決して、その場に立ち止まって座っていてよいものではありません。もしも、読者の方が上の立場にいらっしゃるようであれば、そのことを気を付けてみてください。指導をするということと威張るということは決定的に違うということです。
だいたいにおいて、年の功は外に表さなくても自然と「人がついてくる」というかたちで達成されてくるものです。
ただ厳しく教えていれば良いというわけではなく、自分がいままで経験してきた辛いことや苦しんだことなどを教えてあげるという責務があるのです。
もちろん、現在でも上の職位にいて多忙を極める方もいらっしゃると思います。ですが、そのなかでも下の立場にいる人を気遣ってあげなくてはいけない。そこには、例えば「俺は厳しくされながら叩き上げられてきたから同じようにする!」などという、おのおのの「ポリシー」を含める必要はないのです。
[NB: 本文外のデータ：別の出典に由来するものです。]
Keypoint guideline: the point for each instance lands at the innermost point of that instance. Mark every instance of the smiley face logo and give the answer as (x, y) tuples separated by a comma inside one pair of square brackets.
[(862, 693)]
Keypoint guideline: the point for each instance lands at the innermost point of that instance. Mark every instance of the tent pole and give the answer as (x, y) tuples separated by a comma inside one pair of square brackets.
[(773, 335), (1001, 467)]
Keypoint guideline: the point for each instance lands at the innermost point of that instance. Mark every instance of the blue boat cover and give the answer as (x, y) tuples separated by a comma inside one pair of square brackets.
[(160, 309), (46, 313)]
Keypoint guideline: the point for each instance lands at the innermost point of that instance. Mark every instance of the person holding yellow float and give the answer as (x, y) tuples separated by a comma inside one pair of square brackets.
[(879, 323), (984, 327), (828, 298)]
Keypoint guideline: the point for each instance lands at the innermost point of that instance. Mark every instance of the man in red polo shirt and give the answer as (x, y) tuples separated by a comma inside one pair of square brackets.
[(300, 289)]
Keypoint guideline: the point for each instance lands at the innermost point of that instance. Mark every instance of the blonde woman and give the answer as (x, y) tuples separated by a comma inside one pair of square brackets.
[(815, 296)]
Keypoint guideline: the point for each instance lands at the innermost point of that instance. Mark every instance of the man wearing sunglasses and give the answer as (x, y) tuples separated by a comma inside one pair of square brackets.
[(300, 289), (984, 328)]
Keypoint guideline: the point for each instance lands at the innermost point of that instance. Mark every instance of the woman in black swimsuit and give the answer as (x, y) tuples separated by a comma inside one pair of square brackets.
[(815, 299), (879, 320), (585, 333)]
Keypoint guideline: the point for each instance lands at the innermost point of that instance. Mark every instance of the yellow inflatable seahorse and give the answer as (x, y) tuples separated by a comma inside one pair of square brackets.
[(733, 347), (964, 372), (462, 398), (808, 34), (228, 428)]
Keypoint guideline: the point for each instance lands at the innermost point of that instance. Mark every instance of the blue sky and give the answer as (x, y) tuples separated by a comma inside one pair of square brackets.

年功序列の構造のなかでは、下の人たちから恭しくされるということもあります。しかし同時に、自分がそのときにどういう態度で出るのかということも、また多くの人から見られているものです。
私は上の人と下の人とに対して使う態度が異なる人はあまり良い印象を持ちません。
年の功を上手に使う
年を取って職位が上がることはもはや当たり前のことなのですから、そこから先の人間としての魅力をどういう風に捉えていくのかを考えていくのが良いのではないでしょうか。
ぜひ、現在の自分の立場がどういうものなのかを振り返ってみてください。
いろいろなことができるようになって、少しだけ天狗になってはいないでしょうか。
あるいは、昔自分ができなかったことを棚に上げて、下をついてくる方たちに厳しく当たっていないでしょうか。
自分が通ってきた道は、他人も通る道なのです。
過去の自分の気持ちを忘れないようにしながら、「年の功」を上手に使っていけたらいいですね。